Print version ISSN 0100-736X

Pesq. Vet. Bras. vol.32 no.12 Rio de Janeiro Dec. 2012 



Brazilian avian metapneumovirus subtypes A and B: experimental infection of broilers and evaluation of vaccine efficacy


Metapneumovirus aviário subtipos A e B brasileiros: infecção experimental em frangos de corte e eficácia vacinal



Márcia B. dos SantosI; Matheus C. MartiniI; Helena L. FerreiraII; Luciana H.A. da SilvaI; Paulo A. FellipeI; Fernando R. SpilkiIII; Clarice W. ArnsI,*

ILaboratório de Virologia, Instituto de Biologia, Universidade Estadual de Campinas (Unicamp), Rua Monteiro Lobato s/n, Cx.
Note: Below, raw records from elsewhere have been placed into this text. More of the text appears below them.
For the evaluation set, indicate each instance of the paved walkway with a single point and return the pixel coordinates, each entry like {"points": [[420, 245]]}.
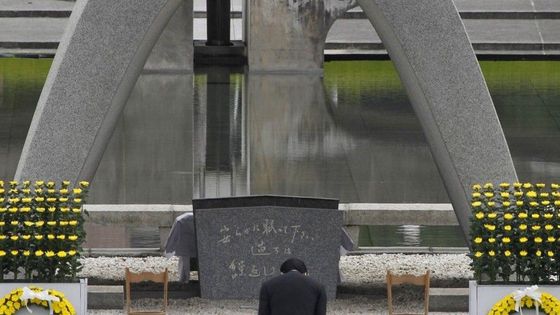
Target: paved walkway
{"points": [[495, 27]]}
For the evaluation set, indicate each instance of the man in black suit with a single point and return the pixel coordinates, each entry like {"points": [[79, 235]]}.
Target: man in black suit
{"points": [[292, 292]]}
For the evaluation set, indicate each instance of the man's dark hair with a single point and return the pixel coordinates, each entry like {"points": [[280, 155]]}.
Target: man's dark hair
{"points": [[293, 264]]}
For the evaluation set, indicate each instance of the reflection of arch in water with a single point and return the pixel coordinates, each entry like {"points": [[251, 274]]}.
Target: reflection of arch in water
{"points": [[425, 39], [436, 63]]}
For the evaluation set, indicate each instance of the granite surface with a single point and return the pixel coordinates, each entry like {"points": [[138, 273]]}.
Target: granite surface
{"points": [[269, 200], [239, 248], [432, 53], [102, 53]]}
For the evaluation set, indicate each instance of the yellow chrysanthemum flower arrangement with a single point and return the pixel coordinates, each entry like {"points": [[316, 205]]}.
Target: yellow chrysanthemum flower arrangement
{"points": [[515, 233], [549, 304], [41, 229], [11, 302]]}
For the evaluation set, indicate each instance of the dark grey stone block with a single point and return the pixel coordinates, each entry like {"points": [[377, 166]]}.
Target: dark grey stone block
{"points": [[240, 247]]}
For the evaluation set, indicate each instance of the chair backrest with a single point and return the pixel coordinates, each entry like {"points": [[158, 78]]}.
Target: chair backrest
{"points": [[420, 280], [137, 277]]}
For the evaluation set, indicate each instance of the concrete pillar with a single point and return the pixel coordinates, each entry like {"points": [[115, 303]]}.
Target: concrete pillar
{"points": [[432, 53], [289, 35], [218, 22], [100, 56]]}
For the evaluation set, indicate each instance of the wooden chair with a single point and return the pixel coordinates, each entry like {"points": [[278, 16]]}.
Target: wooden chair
{"points": [[422, 280], [131, 277]]}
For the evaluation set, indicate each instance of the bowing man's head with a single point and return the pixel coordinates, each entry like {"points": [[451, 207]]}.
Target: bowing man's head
{"points": [[293, 264]]}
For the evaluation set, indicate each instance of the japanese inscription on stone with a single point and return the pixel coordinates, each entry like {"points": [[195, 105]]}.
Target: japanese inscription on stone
{"points": [[239, 248]]}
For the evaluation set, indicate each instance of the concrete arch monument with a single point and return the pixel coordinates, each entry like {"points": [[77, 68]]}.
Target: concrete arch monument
{"points": [[108, 43], [432, 53], [101, 55]]}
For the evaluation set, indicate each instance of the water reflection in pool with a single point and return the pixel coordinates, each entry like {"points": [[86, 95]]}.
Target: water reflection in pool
{"points": [[350, 135]]}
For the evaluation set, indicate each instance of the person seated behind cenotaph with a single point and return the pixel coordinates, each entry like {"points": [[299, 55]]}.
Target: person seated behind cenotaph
{"points": [[293, 292]]}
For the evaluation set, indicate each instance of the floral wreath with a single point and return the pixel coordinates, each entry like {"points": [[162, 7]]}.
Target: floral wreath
{"points": [[527, 298], [52, 299]]}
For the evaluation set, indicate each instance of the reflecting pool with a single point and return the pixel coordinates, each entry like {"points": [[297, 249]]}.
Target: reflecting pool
{"points": [[350, 134]]}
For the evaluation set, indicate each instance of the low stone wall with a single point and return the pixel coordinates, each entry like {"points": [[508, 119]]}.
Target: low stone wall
{"points": [[354, 215]]}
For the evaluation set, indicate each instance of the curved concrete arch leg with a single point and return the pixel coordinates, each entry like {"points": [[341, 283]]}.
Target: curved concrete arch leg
{"points": [[428, 44], [98, 61]]}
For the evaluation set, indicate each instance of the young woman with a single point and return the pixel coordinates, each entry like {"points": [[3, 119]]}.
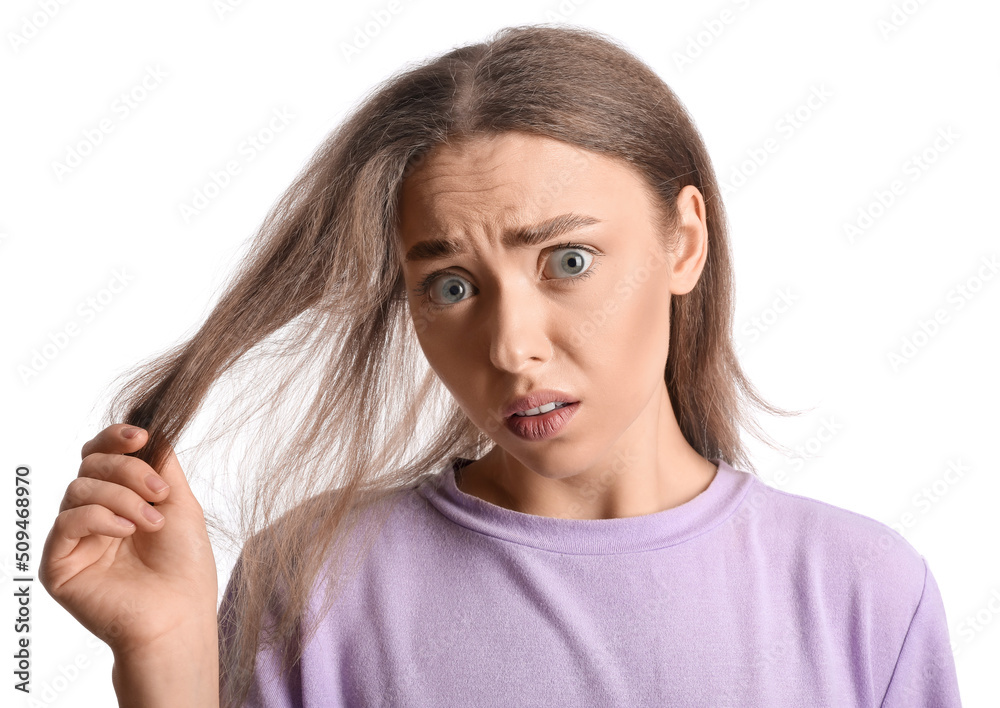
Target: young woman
{"points": [[535, 217]]}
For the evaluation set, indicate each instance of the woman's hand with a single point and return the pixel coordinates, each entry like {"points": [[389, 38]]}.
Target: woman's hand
{"points": [[139, 585]]}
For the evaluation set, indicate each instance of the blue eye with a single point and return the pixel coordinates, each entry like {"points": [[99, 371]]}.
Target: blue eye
{"points": [[455, 286]]}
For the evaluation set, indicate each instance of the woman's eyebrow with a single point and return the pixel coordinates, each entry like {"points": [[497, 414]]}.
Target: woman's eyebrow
{"points": [[516, 237]]}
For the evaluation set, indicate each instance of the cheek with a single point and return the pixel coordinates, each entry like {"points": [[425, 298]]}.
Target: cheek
{"points": [[638, 332]]}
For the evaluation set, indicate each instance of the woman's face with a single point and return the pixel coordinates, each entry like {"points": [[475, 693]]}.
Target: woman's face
{"points": [[499, 321]]}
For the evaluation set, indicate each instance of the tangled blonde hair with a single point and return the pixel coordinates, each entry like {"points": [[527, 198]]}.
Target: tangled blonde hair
{"points": [[316, 318]]}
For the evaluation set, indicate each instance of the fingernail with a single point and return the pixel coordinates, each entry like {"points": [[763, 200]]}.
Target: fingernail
{"points": [[155, 483], [152, 514]]}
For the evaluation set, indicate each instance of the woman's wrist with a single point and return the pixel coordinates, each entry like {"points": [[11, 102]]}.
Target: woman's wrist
{"points": [[178, 670]]}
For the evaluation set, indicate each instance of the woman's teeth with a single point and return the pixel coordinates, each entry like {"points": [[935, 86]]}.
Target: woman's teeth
{"points": [[543, 409]]}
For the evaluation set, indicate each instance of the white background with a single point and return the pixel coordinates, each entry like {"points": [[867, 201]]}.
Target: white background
{"points": [[893, 76]]}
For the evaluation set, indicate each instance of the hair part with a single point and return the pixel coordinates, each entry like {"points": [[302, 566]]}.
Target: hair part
{"points": [[316, 319]]}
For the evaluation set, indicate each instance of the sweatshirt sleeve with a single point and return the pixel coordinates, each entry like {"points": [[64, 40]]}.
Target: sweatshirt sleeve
{"points": [[925, 676]]}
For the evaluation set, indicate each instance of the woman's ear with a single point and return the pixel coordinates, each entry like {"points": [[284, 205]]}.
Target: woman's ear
{"points": [[691, 249]]}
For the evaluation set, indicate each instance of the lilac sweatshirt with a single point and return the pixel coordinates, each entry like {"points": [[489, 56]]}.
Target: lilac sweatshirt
{"points": [[743, 596]]}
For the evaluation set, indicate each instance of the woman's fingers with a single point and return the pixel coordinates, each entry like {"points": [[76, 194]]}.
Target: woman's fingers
{"points": [[65, 536], [119, 499], [112, 439], [128, 472]]}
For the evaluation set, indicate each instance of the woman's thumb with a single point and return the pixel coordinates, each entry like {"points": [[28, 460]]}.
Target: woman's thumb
{"points": [[171, 472]]}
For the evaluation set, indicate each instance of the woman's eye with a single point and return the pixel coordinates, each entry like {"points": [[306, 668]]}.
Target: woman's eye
{"points": [[570, 262]]}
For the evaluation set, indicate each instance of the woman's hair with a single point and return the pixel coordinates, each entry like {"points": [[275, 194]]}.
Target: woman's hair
{"points": [[317, 322]]}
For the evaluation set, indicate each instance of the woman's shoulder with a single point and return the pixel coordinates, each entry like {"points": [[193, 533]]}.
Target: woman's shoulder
{"points": [[843, 548]]}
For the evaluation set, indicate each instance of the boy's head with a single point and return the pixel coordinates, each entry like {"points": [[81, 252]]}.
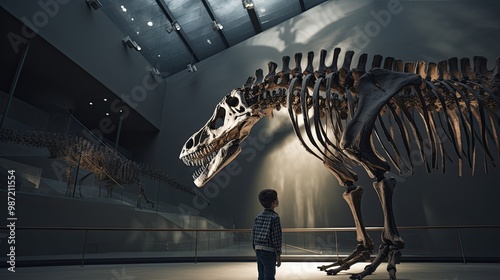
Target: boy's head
{"points": [[267, 198]]}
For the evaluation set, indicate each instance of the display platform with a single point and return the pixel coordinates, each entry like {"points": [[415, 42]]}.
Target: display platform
{"points": [[248, 270]]}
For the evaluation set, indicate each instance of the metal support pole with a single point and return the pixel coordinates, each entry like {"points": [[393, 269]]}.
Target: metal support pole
{"points": [[461, 245], [158, 197], [196, 247], [336, 246], [14, 83], [84, 245], [119, 130], [76, 176]]}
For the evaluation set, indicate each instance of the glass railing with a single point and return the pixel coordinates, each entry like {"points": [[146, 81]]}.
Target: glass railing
{"points": [[82, 245]]}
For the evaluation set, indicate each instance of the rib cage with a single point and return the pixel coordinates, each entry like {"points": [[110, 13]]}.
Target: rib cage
{"points": [[455, 103], [106, 163]]}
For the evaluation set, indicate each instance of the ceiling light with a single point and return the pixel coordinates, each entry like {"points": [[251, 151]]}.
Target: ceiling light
{"points": [[156, 75], [216, 26], [169, 28], [247, 4], [131, 44], [192, 68], [94, 4]]}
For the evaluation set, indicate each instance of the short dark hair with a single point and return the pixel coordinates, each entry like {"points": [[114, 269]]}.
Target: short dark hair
{"points": [[267, 197]]}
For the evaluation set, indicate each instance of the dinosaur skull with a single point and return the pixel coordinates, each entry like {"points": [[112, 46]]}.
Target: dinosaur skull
{"points": [[217, 143]]}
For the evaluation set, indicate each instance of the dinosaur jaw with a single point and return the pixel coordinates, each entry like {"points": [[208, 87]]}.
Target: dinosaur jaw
{"points": [[213, 162]]}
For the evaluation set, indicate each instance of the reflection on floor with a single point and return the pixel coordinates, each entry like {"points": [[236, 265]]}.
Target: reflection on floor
{"points": [[248, 270]]}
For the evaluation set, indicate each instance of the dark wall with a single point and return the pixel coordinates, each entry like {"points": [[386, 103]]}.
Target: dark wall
{"points": [[310, 196]]}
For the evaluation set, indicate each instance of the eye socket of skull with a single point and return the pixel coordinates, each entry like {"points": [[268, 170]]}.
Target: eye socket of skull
{"points": [[232, 101], [218, 120]]}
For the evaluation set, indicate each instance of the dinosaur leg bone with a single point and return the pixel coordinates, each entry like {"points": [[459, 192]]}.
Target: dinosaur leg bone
{"points": [[336, 164], [392, 242], [375, 89], [365, 244]]}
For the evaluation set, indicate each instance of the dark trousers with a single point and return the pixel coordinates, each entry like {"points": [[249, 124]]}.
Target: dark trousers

Postal 6109, Campinas, SP 13083-970, Brazil
IIDepartamento de Ciência Animal, Escola de Ciência Animal e Engenharia de Alimentos, Universidade de São Paulo (USP), Av. Duque de Caxias Norte, 225, Pirassununga, SP 13635-900, Brazil
IIIUniversidade Feevale, Av. Dr. Maurício Cardoso 510, Novo Hamburgo, RS 93510-250, Brazil




Avian metapneumovirus (aMPV) is a respiratory pathogen associated with the swollen head syndrome (SHS) in chickens. In Brazil, live aMPV vaccines are currently used, but subtypes A and, mainly subtype B (aMPV/A and aMPV/B) are still circulating. This study was conducted to characterize two Brazilian aMPV isolates (A and B subtypes) of chicken origin. A challenge trial to explore the replication ability of the Brazilian subtypes A and B in chickens was performed. Subsequently, virological protection provided from an aMPV/B vaccine against the same isolates was analyzed. Upon challenge experiment, it was shown by virus isolation and real time PCR that aMPV/B could be detected longer and in higher amounts than aMPV/A. For the protection study, 18 one-day-old chicks were vaccinated and challenged at 21 days of age. Using virus isolation and real time PCR, no aMPV/A was detected in the vaccinated chickens, whereas one vaccinated chicken challenged with the aMPV/B isolate was positive. The results showed that aMPV/B vaccine provided a complete heterologous virological protection, although homologous protection was not complete in one chicken. Although only one aMPV/B positive chicken was detected after homologous vaccination, replication in vaccinated animals might allow the emergence of escape mutants.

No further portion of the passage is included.